Today the weather was overcast and it did rain this afternoon, but earlier we were running errands in shirtsleeves, calling people at home in the Midwest saying how nice it was! I spoke with Donna earlier who told me it was 10 degrees, which must feel balmy after many days in the deep freeze. During our walk around the grounds we saw a hummingbird hovering near an acacia tree.

After getting clothes, food and other supplies put away, I baked a pan of brownies (I had to test the oven LOL) and have a loaf of oatmeal bread baking in the bread machine. We’re having broiled steak and salad for dinner with a glass of wine.

Ian’s hooked up the wireless broadband so his laptop has Internet access and we can stay in touch with clients (and you, of course).


Wednesday, February 07, 2007

Cold weather sucks!

Today the HIGH is 9 below zero (Fahrenheit) and the wind chill is around –19! Outside it looks picture postcard perfect with clear blue cloudless skies. When I walked to the barn to feed breakfast the skin on my face stung from the cold. OK, THIS is why I don’t like living on the frozen tundra! And the horses, bless their hearts, are braving these temps like champs. All have very thick coats of hair and munch on 1800-pound round bales of good quality hay and sip heated water. They’re actually in better humor than I am about the climate, as all come to the fence line for pats, scratches and rubs.

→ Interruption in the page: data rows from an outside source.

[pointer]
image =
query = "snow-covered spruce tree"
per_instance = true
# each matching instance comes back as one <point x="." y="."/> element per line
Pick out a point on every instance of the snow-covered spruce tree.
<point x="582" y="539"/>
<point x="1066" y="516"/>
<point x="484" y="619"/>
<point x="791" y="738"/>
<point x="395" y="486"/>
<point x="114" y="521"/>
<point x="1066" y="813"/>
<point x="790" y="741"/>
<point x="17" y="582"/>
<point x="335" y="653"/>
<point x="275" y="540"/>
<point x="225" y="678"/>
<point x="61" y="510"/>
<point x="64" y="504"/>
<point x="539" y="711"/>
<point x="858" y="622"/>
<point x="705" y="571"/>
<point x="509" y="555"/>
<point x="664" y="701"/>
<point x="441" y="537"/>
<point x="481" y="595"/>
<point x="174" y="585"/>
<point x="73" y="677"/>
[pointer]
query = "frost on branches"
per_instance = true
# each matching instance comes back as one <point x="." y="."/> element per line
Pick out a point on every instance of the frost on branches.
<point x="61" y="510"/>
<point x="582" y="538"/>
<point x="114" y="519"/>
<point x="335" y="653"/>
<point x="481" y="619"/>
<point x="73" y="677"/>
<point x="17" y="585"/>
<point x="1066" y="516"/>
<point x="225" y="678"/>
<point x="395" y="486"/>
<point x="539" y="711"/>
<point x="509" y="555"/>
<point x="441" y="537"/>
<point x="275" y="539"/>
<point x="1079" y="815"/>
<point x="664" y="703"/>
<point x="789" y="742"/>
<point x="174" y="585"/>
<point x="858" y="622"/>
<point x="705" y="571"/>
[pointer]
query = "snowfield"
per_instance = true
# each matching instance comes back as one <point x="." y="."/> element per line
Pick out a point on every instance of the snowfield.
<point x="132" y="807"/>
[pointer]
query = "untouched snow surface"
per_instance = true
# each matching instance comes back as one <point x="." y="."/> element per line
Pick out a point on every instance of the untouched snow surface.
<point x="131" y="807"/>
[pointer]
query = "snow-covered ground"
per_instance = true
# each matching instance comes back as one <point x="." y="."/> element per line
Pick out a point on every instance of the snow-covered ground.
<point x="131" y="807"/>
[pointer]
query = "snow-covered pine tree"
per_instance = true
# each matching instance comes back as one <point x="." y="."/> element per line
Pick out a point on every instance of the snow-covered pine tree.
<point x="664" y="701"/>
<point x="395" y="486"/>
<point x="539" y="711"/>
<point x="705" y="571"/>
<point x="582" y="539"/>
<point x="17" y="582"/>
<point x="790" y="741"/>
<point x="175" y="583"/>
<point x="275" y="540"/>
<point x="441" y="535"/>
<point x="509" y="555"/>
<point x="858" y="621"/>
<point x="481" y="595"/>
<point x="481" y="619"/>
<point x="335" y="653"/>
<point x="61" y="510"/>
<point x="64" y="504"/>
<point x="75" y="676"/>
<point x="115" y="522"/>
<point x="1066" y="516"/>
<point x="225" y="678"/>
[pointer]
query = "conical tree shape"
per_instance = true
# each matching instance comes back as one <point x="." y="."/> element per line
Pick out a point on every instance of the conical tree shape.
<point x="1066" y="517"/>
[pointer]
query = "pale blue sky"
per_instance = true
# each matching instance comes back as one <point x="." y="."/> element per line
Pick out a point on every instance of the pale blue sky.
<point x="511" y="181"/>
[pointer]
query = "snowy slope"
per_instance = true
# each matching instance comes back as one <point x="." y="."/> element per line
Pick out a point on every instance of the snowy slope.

The house is cold at 60-some degrees. It just cannot maintain warmth in the deep freeze. Until we finish its renovation in the warmer weather, we will have to manage with the various drafts and freezing floor. The corn stove is doing its best and it is cozy when we snuggle in bed. Tiger and Lady have joined us the last couple of nights when wind chills bring temperatures to –30.

We have a new water heater, changed from propane to electric. It works great, but the water lines froze last night, so we’re waiting on the basement heater to get that running again. When the water and the temperature are right I look forward to taking a shower! As I write I am dressed in layers that include snow pants, a lap blanket and my beaver hat!

The hens continue to produce an average of nine eggs a day. We have a small group of people who buy a dozen here and there, so we’re not stocked to the gunnels having to make quiche, omelets and souffl├ęs. They have heat lamps in the coop, which is a screened in area inside the barn. Some hens have snuggled so close to the lamps their feathers have singed. Donna gets fresh produce scraps from an organic grocer and they feast on that regularly in addition to the egg crumble feed from the mill.

Lady’s puppies are 11 months old this month. Last summer, Donna took one of each, Agnes and Bernie, and our trainer, Tony, and his family bought another female they named Si-Si. Lady enjoys seeing these three pups regularly. They rip and run and play until all are winded and then they start over again. Si-Si was spayed last month, Bernie was neutered last week and soon Donna will make a date for Agnes to be fixed too. Lady was spay shortly after the pups were weaned last year. We had lots of surprise babies on the Auld Macdonald Farm last year and we’re trying to exert some control. We hope the other four puppies are doing well in their homes too.

On Friday we’re planning to hook up the trailer and begin heading to Scottsdale, Arizona for the big horse show. It is mostly sunny and in the 70s there today! I’m looking forward to that. Heide is taking care of the animals while we’re gone (Lady comes with us) and if there’s anything she can’t handle Donna is just down the road. We’re thankful for them both.